Wednesday, June 5, 2013

The Bus Stops Here: The Breanna Bogucki Story

   I usually do not bring into According to Dazz what I do for Medill at Northwestern, but this was different. For the past few weeks, I have been working on a multimedia package for a class concerning various outlets for adaptive sports in the area, particularly for people with physical and intellectual disabilities. Through my talks with Special Olympics Illinois, I was introduced to Miss Breanna Bogucki, a young Special Olympics athlete about to complete her freshman year of high school.
   Breanna has high-functioning autism, but that is hardly the first thing you notice about her. She has a lot of athletic talent (over 50 Special Olympics medals in just over six years of competition—count ‘em!), a bright personality, and a terrific passion for singing to boot.
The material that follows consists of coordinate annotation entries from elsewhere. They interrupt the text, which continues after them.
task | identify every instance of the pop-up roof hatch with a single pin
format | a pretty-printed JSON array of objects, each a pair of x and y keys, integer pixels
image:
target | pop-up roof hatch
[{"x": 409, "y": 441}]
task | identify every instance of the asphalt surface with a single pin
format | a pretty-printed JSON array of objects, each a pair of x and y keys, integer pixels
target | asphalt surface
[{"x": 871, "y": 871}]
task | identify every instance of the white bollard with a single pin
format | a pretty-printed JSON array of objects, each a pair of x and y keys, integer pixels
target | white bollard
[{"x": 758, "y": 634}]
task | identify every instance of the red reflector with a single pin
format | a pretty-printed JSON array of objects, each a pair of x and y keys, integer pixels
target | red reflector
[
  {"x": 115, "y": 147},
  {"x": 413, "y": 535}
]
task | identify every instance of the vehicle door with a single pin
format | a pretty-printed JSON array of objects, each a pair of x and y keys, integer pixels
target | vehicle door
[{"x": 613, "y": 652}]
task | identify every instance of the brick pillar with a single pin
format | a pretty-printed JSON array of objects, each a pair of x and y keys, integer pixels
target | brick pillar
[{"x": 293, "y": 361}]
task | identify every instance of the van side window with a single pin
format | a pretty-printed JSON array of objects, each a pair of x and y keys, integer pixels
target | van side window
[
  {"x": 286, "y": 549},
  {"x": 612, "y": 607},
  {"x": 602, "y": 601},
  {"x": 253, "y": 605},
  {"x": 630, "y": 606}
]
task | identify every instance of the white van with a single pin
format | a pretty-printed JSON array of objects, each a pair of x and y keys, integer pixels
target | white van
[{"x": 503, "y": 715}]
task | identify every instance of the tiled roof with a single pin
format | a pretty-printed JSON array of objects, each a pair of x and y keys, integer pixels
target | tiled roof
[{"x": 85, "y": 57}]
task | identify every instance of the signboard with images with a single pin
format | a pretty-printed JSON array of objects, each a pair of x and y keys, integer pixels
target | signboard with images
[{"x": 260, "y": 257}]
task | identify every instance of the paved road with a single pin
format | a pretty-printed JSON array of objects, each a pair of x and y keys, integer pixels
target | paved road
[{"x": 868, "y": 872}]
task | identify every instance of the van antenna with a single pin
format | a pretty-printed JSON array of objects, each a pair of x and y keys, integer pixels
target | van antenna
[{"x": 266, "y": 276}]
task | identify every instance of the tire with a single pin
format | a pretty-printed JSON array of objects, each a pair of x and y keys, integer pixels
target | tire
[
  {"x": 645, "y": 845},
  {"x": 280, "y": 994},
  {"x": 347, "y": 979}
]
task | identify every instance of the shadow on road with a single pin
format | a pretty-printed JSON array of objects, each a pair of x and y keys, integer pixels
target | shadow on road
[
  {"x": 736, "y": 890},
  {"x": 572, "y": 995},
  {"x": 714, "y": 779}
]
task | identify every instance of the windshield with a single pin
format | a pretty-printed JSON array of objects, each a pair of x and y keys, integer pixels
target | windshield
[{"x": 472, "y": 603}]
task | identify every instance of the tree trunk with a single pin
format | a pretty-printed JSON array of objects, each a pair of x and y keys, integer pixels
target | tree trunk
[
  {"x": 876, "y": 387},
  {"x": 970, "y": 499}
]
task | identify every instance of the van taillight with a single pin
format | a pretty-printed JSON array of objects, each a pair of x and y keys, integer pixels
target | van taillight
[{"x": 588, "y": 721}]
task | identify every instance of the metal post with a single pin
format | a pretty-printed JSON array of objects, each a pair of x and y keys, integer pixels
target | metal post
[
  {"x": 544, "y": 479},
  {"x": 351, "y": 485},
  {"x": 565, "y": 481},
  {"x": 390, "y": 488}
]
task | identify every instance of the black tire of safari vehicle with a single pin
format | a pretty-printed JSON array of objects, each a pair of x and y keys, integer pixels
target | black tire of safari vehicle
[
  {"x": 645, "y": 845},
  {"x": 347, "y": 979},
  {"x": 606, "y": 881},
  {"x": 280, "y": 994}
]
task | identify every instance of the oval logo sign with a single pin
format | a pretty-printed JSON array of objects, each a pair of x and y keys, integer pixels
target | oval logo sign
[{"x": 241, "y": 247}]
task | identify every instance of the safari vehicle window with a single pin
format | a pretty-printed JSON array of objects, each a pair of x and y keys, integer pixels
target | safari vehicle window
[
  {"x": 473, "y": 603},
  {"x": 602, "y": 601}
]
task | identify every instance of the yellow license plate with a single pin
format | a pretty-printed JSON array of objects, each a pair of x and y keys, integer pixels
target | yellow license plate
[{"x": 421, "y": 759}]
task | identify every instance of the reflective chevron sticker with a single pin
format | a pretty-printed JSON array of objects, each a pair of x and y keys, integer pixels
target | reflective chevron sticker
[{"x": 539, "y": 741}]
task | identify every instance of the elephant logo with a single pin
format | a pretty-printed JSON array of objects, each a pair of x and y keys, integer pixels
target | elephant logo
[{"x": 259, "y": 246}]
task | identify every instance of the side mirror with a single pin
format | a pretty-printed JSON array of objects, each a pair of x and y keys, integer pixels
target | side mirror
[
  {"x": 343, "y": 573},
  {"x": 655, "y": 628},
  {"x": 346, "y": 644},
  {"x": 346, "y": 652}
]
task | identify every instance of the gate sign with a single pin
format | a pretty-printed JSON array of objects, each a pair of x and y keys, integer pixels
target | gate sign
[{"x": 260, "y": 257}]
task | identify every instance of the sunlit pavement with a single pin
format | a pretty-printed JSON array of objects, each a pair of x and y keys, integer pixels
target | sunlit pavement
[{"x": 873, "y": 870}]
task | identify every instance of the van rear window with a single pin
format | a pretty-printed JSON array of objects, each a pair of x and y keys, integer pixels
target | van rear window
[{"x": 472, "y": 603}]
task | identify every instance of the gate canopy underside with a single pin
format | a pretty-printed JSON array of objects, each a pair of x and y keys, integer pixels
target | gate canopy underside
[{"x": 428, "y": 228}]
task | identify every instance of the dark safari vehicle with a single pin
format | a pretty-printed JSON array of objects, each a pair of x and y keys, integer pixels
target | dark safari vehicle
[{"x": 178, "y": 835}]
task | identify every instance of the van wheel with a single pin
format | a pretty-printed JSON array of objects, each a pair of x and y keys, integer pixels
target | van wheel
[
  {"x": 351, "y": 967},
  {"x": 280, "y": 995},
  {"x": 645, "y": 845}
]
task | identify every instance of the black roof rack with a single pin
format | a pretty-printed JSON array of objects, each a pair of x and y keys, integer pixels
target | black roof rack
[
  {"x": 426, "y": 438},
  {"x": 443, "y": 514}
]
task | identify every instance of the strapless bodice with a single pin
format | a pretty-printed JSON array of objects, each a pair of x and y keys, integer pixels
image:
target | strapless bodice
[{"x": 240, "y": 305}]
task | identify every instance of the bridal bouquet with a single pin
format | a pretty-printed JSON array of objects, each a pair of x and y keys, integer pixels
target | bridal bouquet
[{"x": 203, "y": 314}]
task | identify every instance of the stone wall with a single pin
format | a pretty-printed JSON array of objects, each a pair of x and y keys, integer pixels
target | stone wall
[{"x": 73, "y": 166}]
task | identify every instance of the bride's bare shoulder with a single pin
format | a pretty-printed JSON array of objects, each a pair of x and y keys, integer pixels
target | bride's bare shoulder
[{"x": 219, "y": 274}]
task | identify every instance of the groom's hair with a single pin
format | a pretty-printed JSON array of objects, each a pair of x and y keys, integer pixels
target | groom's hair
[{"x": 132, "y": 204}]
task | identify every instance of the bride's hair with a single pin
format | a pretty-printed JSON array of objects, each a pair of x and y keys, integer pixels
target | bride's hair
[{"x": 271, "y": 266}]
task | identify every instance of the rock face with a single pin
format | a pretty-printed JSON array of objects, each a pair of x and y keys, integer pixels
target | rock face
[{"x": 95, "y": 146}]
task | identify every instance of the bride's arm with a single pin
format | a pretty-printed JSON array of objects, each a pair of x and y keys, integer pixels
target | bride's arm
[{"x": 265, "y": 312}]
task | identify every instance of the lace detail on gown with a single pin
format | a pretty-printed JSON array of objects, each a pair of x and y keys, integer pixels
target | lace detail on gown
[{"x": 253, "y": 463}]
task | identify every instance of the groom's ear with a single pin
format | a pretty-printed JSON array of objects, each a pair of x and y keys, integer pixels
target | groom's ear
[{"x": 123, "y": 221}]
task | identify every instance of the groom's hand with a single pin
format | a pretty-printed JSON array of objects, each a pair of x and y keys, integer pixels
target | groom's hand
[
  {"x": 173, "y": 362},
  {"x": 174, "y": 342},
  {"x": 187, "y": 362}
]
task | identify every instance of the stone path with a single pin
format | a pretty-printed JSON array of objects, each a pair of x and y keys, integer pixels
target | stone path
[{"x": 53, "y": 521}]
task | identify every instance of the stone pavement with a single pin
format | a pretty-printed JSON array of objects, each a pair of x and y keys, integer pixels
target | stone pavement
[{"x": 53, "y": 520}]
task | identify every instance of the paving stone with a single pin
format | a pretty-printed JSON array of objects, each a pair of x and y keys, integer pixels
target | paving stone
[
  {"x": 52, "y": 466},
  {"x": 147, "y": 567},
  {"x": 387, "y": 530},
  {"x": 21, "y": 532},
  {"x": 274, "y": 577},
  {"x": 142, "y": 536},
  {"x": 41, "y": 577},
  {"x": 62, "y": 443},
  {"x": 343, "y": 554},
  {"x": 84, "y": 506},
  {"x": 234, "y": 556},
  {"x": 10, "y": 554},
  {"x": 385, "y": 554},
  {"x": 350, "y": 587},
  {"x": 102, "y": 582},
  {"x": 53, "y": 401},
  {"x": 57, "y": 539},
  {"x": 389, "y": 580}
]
In less than two weeks, one of her original songs will play to open the Summer Games—in front of over ten thousand people.

   Her story was a joy to tell, and honestly, two and a half minutes does not quite do her justice. A total inspiration. Thanks everyone, and enjoy the audio piece (the first link!)—and if you want to see one of Breanna’s performances, I threw the YouTube video in at the end.